A day later, the skeletal remains of a body were discovered a little way from where Halliwell indicated in the field. But he had given no name for his victim, so who was she?
When I heard on the news about another body being found in a field, something inside me told me it was Becky.
She had been a vulnerable, troubled teenager, disappearing for weeks and months at a time. But she always came back eventually. However, I hadn’t actually seen her for many years by now.
The last time I’d seen her, she’d promised me that she would come home when she was ready. So I’d waited. Although I was hurt that she wasn’t ready to return home to me yet, I convinced myself that I had to be patient. I remembered her promise and waited. It would be like she’d never been away.
But as I watched the news unfold, and through the week that followed I drove myself mad with fear and worry the body in the field was Becky. It had been eight years now since I had seen or heard from her myself. All the years I hadn’t seen her, I thought she was avoiding me, that we were estranged because she had chosen a life I didn’t agree with.
When I knew I was alone in the house, I sat in my bedroom, pen in hand at my dressing table. I picked up the phone and dialled the police. Dread was burning inside me. I was so frightened. But I had to do it.
“Hello, Wiltshire Police, how can I help you?” the call operator sounded quick and efficient.
“My name is Karen Edwards. My daughter, Becky, has been missing for a while and I’m concerned it could be my daughter found in the field at Eastleach.”
I was choking back the tears, trying to stay calm.
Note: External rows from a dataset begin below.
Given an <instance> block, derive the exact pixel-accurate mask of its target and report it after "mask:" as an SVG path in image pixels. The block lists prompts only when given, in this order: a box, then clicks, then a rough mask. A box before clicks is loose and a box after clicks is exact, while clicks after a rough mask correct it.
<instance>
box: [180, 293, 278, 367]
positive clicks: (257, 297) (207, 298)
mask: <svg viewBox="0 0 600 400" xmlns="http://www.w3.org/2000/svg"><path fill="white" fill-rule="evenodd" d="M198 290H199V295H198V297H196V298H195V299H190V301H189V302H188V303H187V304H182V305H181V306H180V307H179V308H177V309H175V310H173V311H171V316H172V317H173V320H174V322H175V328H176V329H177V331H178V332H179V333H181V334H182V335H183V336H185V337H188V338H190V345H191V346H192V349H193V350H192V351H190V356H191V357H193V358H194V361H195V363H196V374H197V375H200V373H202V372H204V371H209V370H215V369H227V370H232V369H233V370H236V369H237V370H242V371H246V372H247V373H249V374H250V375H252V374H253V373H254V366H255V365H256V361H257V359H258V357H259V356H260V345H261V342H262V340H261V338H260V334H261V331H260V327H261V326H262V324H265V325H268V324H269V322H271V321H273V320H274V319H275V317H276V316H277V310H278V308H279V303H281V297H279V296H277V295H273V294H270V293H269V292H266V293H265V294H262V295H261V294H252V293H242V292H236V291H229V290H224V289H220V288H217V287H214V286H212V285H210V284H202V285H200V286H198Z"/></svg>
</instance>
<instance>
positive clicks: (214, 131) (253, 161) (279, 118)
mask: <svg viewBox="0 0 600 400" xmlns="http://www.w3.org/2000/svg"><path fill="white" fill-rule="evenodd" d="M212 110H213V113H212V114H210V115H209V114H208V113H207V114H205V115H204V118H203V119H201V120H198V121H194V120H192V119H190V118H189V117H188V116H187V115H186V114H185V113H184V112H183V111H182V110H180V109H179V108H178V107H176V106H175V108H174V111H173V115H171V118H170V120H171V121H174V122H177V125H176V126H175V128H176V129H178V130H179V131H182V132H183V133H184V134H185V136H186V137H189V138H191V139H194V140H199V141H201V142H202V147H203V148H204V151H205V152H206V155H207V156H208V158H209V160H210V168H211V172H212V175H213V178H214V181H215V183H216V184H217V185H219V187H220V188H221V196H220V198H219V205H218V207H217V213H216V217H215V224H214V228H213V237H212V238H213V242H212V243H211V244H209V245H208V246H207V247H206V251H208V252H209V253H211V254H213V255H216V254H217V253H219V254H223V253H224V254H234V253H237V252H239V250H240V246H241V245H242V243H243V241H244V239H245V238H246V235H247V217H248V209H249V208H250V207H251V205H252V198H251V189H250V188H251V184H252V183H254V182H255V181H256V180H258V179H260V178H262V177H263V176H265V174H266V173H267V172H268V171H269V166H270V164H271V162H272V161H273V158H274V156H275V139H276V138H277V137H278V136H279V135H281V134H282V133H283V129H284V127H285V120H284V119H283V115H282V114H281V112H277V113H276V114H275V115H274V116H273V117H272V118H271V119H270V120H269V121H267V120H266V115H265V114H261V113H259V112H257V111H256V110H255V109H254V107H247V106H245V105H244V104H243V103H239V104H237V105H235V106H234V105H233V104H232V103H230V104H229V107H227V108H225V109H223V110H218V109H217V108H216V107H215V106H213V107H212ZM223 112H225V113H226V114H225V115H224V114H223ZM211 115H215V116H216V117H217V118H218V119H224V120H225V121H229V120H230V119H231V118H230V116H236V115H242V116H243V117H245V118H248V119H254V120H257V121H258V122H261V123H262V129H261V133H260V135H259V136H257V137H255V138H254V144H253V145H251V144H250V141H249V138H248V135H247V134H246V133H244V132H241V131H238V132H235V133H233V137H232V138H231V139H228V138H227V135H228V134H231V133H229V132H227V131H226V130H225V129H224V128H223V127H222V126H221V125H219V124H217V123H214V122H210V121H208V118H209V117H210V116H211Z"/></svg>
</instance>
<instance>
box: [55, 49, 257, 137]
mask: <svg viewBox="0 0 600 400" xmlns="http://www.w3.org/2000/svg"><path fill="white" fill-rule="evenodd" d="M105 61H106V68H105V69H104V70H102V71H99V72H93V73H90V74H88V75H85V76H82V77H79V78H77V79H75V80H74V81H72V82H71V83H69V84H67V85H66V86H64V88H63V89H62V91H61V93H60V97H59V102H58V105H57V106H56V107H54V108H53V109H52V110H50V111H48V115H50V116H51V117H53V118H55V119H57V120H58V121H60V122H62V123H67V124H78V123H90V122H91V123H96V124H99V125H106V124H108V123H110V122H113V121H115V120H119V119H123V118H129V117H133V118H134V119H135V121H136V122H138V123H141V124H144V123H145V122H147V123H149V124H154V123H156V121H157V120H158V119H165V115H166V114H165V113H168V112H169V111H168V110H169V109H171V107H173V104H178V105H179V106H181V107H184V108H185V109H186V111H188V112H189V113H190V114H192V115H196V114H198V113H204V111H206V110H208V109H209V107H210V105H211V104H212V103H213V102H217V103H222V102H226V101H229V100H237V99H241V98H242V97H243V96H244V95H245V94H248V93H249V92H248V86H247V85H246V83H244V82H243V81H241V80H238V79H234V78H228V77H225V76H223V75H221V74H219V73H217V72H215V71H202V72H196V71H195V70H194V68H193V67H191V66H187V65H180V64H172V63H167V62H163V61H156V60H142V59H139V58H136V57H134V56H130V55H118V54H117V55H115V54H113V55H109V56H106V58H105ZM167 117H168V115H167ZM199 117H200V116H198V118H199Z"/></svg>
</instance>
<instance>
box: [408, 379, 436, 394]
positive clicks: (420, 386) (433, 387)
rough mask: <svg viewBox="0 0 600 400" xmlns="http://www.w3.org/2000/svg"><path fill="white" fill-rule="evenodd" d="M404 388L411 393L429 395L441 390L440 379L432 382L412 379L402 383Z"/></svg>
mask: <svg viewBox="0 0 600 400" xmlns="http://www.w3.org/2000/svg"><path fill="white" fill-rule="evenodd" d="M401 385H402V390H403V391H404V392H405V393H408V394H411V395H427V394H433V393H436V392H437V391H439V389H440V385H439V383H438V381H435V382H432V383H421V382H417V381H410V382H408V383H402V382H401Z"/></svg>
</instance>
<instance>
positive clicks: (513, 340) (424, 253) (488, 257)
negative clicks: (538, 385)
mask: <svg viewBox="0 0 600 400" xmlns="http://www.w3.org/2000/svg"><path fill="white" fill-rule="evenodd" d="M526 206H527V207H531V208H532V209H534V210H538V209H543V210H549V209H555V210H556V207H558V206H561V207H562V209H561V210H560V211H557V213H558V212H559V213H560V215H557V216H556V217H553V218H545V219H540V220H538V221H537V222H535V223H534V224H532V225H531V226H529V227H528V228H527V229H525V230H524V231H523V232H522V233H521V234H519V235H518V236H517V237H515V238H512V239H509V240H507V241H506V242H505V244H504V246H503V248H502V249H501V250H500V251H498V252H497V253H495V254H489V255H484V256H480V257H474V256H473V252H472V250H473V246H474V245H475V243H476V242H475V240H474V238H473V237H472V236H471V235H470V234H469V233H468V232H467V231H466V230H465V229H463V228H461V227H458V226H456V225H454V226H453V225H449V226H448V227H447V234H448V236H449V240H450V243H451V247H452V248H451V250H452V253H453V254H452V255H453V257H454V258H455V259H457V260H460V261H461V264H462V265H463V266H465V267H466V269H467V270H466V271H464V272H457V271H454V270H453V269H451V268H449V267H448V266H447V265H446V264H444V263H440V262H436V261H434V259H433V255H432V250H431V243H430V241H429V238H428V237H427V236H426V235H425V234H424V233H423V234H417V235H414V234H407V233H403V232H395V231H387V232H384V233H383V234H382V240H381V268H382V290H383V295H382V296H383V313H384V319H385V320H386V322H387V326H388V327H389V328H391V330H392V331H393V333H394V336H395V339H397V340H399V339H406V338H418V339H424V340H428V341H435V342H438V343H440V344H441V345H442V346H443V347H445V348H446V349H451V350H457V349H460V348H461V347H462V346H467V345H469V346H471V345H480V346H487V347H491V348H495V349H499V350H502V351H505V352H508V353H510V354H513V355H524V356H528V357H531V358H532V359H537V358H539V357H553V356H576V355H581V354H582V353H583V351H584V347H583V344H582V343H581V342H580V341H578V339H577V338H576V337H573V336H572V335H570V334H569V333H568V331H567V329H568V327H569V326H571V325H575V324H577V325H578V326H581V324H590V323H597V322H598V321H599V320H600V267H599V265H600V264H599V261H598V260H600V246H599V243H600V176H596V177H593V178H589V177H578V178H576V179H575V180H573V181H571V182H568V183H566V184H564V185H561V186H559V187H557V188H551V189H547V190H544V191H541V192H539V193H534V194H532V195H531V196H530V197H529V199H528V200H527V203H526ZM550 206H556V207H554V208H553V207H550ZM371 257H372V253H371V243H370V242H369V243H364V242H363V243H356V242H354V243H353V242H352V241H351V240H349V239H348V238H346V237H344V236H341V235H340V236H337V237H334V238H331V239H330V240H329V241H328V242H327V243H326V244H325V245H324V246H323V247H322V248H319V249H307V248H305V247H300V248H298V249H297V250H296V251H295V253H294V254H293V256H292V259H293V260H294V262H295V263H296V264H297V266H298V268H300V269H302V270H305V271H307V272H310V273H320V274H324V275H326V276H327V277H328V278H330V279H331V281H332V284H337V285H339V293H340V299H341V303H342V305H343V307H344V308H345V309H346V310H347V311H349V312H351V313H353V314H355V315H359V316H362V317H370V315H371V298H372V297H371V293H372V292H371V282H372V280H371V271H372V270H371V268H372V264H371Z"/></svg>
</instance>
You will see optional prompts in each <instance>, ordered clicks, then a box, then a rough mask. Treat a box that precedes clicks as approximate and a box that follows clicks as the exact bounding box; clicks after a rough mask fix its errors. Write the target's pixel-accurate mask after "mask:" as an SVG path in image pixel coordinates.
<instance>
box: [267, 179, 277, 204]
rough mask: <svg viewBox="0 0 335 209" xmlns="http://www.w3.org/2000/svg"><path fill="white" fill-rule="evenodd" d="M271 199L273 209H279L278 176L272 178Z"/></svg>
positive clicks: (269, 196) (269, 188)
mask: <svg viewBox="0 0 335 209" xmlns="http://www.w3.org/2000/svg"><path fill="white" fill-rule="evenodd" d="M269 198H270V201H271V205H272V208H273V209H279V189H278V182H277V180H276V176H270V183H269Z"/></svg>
As the operator spoke, she tried to reassure me by saying that 464 other people had also rung in to report their loved one missing since the body had been found.
I seized on what she said, writing the figure 464 on my note pad. But as much as I tried to stop myself thinking it, I just knew it was Becky.
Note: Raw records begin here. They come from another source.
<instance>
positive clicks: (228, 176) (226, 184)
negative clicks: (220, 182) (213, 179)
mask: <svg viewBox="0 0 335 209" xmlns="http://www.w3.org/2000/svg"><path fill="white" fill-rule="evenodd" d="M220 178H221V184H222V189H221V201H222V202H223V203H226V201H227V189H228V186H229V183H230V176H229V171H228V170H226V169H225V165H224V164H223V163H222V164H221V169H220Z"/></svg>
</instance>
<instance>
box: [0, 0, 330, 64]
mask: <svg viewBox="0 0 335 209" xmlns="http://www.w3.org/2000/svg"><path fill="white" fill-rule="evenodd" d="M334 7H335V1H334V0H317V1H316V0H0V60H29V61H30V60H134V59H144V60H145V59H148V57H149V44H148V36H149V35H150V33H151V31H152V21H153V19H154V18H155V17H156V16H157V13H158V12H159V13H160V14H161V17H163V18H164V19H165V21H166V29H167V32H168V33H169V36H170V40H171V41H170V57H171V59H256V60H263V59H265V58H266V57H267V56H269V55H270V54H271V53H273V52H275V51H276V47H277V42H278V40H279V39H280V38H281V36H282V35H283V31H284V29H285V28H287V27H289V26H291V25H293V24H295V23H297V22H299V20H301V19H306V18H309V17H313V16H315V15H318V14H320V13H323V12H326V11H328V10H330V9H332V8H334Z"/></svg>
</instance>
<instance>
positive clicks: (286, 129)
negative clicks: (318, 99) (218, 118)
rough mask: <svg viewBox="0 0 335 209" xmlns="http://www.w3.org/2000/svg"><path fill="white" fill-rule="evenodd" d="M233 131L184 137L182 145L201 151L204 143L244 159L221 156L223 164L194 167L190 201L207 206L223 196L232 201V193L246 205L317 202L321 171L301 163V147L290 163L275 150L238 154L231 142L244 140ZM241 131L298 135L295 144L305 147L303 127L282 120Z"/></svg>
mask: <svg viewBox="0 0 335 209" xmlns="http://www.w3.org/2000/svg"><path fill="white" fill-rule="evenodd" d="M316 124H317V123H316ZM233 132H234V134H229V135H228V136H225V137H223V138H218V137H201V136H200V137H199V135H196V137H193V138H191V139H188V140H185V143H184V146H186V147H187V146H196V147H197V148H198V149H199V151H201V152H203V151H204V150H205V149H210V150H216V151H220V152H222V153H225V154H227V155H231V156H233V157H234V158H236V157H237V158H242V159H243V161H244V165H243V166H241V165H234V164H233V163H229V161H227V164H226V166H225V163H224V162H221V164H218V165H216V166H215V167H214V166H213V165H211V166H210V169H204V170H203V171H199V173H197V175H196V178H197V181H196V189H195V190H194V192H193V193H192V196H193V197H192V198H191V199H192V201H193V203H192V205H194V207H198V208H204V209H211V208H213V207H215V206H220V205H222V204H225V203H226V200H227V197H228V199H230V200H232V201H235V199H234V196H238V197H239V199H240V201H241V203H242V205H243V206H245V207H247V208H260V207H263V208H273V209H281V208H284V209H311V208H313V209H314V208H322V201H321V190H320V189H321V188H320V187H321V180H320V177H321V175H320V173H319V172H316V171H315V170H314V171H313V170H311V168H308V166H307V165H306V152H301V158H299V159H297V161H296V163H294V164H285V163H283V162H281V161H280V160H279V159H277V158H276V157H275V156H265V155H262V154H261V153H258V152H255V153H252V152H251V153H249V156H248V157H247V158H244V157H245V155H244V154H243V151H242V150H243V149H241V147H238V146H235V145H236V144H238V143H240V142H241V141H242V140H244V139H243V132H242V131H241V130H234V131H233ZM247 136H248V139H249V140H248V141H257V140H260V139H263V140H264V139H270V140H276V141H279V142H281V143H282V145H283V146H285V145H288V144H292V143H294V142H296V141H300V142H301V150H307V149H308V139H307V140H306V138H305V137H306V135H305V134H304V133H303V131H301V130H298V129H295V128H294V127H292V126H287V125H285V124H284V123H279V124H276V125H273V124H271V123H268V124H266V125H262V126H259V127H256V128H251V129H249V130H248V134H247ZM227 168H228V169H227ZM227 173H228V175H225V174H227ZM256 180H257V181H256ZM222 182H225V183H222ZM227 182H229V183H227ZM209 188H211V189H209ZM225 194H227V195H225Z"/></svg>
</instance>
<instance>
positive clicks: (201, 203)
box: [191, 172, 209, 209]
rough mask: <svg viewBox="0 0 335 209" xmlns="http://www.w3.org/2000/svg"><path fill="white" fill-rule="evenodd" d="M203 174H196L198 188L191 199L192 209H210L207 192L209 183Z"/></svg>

Now, here was Stephen Fulcher at the front door. My heart was racing. I knew why Det Supt Fulcher was there and yet I so wanted it not to be true.
As I walked towards the door I created a delay. I didn’t want to hear what he had to say, so I bought myself a few precious seconds while I tucked some tea towels on to a radiator. I knew what I was doing. I was desperately trying to hang on to normality, the familiar world I knew. The world in which Becky still existed for me. I didn’t want to hear what he had to say. I felt sick.
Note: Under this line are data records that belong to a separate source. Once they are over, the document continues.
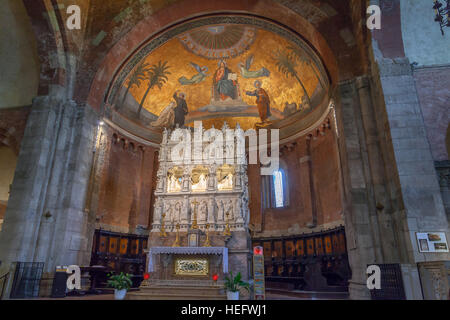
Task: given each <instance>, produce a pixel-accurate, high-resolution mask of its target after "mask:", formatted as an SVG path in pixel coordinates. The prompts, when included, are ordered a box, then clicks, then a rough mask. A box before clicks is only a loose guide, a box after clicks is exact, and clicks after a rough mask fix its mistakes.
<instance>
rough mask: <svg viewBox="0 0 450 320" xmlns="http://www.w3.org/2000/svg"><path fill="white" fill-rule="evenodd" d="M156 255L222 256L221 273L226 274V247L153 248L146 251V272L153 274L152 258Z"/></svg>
mask: <svg viewBox="0 0 450 320" xmlns="http://www.w3.org/2000/svg"><path fill="white" fill-rule="evenodd" d="M158 254H186V255H190V254H211V255H212V254H216V255H222V268H223V273H228V248H226V247H153V248H150V250H149V251H148V268H147V270H148V272H154V271H155V266H154V264H153V256H154V255H158Z"/></svg>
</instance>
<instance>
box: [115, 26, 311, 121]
mask: <svg viewBox="0 0 450 320" xmlns="http://www.w3.org/2000/svg"><path fill="white" fill-rule="evenodd" d="M288 46H294V44H292V43H291V42H289V41H288V40H286V39H284V38H282V37H281V36H278V35H276V34H274V33H271V32H269V31H266V30H262V29H259V30H258V33H257V36H256V39H255V41H254V43H253V44H252V45H251V47H250V48H249V50H247V51H245V52H244V53H243V54H241V55H240V56H238V57H235V58H232V59H227V60H226V62H227V66H228V68H230V69H231V71H232V72H233V73H236V74H237V75H238V83H239V87H240V91H241V96H242V99H243V101H244V102H245V103H247V104H248V105H251V106H255V105H256V97H251V96H247V95H246V94H245V91H253V90H255V88H254V86H253V83H254V82H255V80H260V81H261V82H262V88H264V89H265V90H266V91H267V93H268V94H269V97H270V99H271V108H273V109H278V110H279V111H280V112H283V110H284V107H285V103H286V102H288V103H294V102H295V103H297V105H299V104H300V103H301V101H302V96H303V90H302V88H301V86H300V84H299V83H298V82H297V80H296V79H294V78H287V77H286V76H285V75H283V74H282V73H280V72H279V71H278V67H277V66H276V64H275V60H274V59H273V54H274V52H275V51H276V50H282V51H287V47H288ZM251 54H253V55H254V60H253V64H252V66H251V67H250V70H251V71H253V70H259V69H260V68H262V67H265V68H267V69H268V70H269V71H270V77H260V78H253V79H245V78H243V77H242V76H241V74H240V70H239V68H238V63H239V62H243V63H245V60H246V59H247V58H248V57H249V56H250V55H251ZM305 54H306V53H305ZM158 61H162V62H164V61H167V62H168V66H170V69H169V70H168V71H169V72H170V73H171V74H170V75H169V76H168V78H169V80H168V81H167V83H165V84H164V86H163V87H162V88H161V89H159V88H157V87H154V88H152V89H151V90H150V92H149V95H148V96H147V99H146V101H145V103H144V105H143V107H144V108H145V109H146V110H148V111H149V112H151V113H153V114H155V115H159V114H160V113H161V111H162V110H163V109H164V108H165V107H166V106H167V105H168V104H169V103H170V102H171V101H173V98H172V96H173V94H174V92H175V91H176V90H181V92H184V93H185V94H186V102H187V105H188V109H189V111H194V110H197V109H198V108H201V107H204V106H206V105H209V104H210V102H211V92H212V86H213V75H214V73H215V71H216V70H217V67H218V60H209V59H206V58H204V57H201V56H198V55H196V54H194V53H191V52H190V51H188V50H186V49H185V47H184V46H183V45H182V44H181V43H180V41H179V40H178V38H174V39H171V40H169V41H168V42H166V43H165V44H164V45H162V46H161V47H159V48H157V49H155V50H154V51H153V52H151V53H150V54H149V55H148V56H147V57H146V58H144V60H143V62H144V63H148V64H150V65H153V64H157V63H158ZM190 62H194V63H196V64H198V65H199V66H201V67H203V66H207V67H208V69H209V70H208V72H207V74H208V76H207V77H206V78H205V79H204V80H203V81H202V82H201V83H198V84H194V85H181V84H180V83H179V82H178V79H179V78H180V77H182V76H185V77H186V78H188V79H190V78H191V77H192V76H193V75H195V74H197V71H196V70H195V69H194V68H193V67H192V66H191V65H190ZM316 70H317V69H316ZM297 73H298V75H299V77H300V79H301V80H302V82H303V84H304V86H305V87H306V90H307V91H308V94H309V95H310V96H312V94H313V92H314V90H315V88H316V87H317V85H318V79H317V78H316V76H315V74H314V72H313V71H312V69H311V66H308V65H307V64H304V63H300V62H299V63H298V67H297ZM124 83H125V84H127V83H128V81H125V82H124ZM147 86H148V81H143V82H142V83H141V85H140V87H133V88H131V89H130V93H131V94H132V95H133V97H134V99H135V100H136V102H137V103H138V104H139V103H140V101H141V99H142V97H143V95H144V93H145V91H146V89H147ZM208 114H213V113H208ZM224 120H226V121H227V122H228V123H229V124H230V125H231V127H234V126H235V124H236V123H237V122H239V123H240V125H241V127H243V128H244V129H247V128H250V127H253V126H254V124H255V123H256V122H259V121H260V119H259V117H245V116H242V115H240V114H239V113H236V114H231V115H230V117H227V118H224V117H220V118H215V119H208V120H204V123H203V126H204V127H205V128H208V127H210V126H211V125H214V126H215V127H216V128H217V127H220V126H221V124H222V123H223V121H224ZM189 125H190V124H189Z"/></svg>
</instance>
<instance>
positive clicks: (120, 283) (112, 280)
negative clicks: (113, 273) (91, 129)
mask: <svg viewBox="0 0 450 320" xmlns="http://www.w3.org/2000/svg"><path fill="white" fill-rule="evenodd" d="M108 277H109V279H108V282H107V283H108V286H110V287H111V288H114V289H117V290H123V289H126V290H128V289H130V287H131V285H132V282H131V274H128V273H123V272H121V273H120V274H114V275H111V274H108Z"/></svg>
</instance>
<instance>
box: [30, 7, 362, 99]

As I walked down the hallway towards him, my stomach churned. My palms were sweating. I knew. I just knew. I seemed to float towards him in slow motion. There was no more delaying. This was it. We stood facing each other.
“Mrs Edwards?” His voice was low and steady.
“Yes? My God, is it my Becky? Is it my Becky? It is, isn’t it?”
There was the merest hesitation before he answered. His eyes stayed fixed on mine.
“Yes,” he said clearly and calmly. “May we come in?”
Stood beside him was another policeman, with two women officers behind them.
“Please, no, no, not my Becky!” I cried. The tears were instant, as was a huge wave of fear, sadness and utter hopelessness.
I’d known for days in my heart, in my gut, but here was the awful confirmation. Nothing can ever prepare you for the shock. That Monday will be for ever etched in my memory. Now the police officers were closing the door behind them. My worst fears had been confirmed.
The body was Becky’s. My lovely baby was dead. My world shattered. To hear this today of all days was devastating. On the day she’d been born, I was told she was dead. I clung to Steven and just broke down.
I wasn’t in control any more. I felt an actual physical change, as if something died inside me. I couldn’t function, I couldn’t hear or speak.
The only thing I could do was cry hysterically.